Carbon credit standards certifier Verra announced on May 25 that it was immediately banning the conversion of retired credits into blockchain tokens, months after crypto platform Toucan’s plan to use blockchain to upend the entire carbon credits system backfired.
Carbon credits that fund emission-reducing efforts are bought by polluting companies. While airlines, banks and oil companies are among the top buyers of carbon credits, crypto enthusiasts do not frequently buy offsets to compensate for creating emissions.
Start-up Toucan planned to push the disorganised and archaic carbon markets onto the blockchain in a bid to counter climate change with crypto economics. Toucan felt with a public and decentralised database, the company could force polluting companies to either buy carbon credits at higher prices or adopt more environment-friendly approaches in their businesses.
What were Toucan’s plans?
Toucan, a Web3 organisation launched October 2021, planned to set up an infrastructure to facilitate the buying of carbon credits issued by Verra. The credits would be retired and then placed on-chain in the form of a new token, known as a Base Carbon Token, or BCT, which would be stored publicly and safely and traded like any other crypto asset.
Since their launch, Toucan has bridged on-chain around 22 million Verra-issued credits, representing around 4 percent of all issued credits, a report by S&P Global said.
Most of the credits came on the back of a campaign by crypto environmental group KlimaDAO. However, most of these credits were attached to low-quality, long-dormant projects which hardly had any positive impact on environment, Bloomberg reported. This impacted market prices, triggering panic among traditional carbon-credit issuers and buyers.

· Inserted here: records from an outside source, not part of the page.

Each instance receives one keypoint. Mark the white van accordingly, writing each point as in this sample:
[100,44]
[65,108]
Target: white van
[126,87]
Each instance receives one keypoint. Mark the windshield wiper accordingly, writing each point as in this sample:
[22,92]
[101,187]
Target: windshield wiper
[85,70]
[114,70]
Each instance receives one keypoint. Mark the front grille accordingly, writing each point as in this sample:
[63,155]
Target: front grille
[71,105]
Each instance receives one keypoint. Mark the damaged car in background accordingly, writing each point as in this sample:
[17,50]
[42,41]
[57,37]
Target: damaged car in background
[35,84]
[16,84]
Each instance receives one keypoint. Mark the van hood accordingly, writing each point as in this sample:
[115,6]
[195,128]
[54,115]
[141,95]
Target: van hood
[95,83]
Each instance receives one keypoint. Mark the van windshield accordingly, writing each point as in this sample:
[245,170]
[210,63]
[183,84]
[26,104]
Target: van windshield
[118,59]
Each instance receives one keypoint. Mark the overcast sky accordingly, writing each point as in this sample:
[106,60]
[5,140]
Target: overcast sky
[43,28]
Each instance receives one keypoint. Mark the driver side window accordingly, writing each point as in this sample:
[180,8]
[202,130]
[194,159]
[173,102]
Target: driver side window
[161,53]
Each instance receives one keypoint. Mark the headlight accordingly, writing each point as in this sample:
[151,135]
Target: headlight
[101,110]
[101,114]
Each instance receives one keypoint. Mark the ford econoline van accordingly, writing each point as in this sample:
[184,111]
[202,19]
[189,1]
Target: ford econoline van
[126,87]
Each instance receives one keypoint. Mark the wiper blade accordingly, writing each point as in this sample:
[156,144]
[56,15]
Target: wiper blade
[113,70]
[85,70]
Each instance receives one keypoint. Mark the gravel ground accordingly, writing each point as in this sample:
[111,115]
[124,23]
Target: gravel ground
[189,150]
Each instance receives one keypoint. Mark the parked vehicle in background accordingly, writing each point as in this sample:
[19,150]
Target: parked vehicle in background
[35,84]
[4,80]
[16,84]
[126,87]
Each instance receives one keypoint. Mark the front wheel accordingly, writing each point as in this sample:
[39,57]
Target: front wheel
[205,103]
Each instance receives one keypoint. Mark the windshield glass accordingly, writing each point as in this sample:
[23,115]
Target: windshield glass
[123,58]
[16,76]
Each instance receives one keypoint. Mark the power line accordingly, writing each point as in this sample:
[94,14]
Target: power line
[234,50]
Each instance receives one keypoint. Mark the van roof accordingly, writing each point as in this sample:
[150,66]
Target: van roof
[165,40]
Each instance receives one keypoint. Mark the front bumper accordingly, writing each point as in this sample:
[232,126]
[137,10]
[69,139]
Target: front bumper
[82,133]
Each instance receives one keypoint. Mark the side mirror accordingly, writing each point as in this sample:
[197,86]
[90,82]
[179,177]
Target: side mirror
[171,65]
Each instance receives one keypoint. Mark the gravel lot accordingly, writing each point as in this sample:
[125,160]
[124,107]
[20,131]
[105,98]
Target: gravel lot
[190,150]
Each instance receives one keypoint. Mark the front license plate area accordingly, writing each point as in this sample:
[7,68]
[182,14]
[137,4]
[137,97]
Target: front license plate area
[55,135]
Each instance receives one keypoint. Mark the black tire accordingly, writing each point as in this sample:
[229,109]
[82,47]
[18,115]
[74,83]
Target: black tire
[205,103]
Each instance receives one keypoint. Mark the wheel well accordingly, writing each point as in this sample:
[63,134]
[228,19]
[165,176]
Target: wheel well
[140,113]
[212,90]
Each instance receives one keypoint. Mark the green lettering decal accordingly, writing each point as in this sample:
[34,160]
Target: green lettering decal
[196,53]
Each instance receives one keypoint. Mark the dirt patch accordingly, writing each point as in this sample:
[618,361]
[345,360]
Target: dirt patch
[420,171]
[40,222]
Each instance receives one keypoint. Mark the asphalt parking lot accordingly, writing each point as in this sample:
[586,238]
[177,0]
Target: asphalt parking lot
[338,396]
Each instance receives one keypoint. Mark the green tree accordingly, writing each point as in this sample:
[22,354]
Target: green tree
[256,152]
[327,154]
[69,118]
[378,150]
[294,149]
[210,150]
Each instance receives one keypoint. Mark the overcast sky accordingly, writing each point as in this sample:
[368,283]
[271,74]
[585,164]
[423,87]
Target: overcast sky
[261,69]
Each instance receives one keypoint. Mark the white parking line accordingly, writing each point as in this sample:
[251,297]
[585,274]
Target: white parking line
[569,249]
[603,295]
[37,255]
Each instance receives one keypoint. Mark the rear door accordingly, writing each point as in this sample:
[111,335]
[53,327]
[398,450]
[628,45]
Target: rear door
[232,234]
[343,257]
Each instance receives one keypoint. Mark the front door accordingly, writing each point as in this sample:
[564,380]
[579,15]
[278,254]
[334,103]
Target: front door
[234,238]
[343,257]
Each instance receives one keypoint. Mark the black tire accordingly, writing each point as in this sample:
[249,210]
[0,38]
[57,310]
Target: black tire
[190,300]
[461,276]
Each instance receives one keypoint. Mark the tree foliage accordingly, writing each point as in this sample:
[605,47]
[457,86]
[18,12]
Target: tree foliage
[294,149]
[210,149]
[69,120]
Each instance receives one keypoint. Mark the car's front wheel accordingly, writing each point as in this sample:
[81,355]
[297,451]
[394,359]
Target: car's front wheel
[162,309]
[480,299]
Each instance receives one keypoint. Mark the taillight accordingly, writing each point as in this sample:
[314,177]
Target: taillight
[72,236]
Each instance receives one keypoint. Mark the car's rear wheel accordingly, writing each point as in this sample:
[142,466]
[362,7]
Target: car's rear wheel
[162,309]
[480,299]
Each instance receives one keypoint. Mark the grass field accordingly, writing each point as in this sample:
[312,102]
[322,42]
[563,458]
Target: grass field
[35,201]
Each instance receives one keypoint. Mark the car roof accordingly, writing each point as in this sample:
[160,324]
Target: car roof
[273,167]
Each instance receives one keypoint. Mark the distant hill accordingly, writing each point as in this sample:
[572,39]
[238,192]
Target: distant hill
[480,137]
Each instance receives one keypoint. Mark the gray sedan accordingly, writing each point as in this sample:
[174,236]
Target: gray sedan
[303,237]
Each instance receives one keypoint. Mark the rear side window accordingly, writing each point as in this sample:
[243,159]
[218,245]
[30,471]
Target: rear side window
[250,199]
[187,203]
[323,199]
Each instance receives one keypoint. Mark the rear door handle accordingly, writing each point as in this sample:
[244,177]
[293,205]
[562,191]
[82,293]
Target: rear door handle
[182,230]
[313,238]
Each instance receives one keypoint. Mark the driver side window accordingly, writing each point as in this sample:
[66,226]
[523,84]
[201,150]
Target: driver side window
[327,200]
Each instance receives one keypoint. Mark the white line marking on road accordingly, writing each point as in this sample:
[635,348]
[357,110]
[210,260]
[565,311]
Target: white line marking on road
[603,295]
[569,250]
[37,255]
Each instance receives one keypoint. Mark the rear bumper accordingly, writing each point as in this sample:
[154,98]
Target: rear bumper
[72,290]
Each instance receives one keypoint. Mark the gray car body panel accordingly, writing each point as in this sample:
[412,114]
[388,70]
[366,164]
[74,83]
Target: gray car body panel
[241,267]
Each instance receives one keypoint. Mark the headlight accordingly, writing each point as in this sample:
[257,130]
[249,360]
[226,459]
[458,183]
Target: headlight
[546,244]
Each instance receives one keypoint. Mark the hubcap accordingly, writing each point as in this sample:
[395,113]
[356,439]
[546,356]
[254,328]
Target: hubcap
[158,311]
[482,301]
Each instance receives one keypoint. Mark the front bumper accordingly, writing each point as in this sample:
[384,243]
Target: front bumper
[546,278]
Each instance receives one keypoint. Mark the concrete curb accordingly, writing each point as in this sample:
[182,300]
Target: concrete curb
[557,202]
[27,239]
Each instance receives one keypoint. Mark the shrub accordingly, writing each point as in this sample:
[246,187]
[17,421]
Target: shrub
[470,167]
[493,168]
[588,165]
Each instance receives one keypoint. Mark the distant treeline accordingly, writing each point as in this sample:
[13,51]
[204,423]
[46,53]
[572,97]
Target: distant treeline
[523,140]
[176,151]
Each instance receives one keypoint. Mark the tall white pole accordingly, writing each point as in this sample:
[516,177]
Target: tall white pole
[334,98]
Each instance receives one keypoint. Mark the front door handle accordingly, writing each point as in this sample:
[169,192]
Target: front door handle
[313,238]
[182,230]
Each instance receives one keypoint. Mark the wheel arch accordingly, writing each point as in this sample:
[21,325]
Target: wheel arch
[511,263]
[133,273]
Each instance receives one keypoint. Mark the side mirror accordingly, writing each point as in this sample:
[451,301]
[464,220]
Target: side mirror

Also, many blockchain and crypto platforms offering tokenisation marked the Verra-registered carbon credits as ‘retired’ on the registry before creating a token to prevent double spending. Some platforms left the credit active.
What does Verra want?
Verra took the decision to ban the conversion of retired credits into blockchain tokens to eliminate the confusion. The Washington-based non-profit wanted to ensure that when a carbon credit is retired, it would mean that the credit's environmental benefit has been exhausted on being used to offset a company's emissions. Toucan’s plan distorted this belief by giving life to a digital ghost of that credit in the form of a BCT.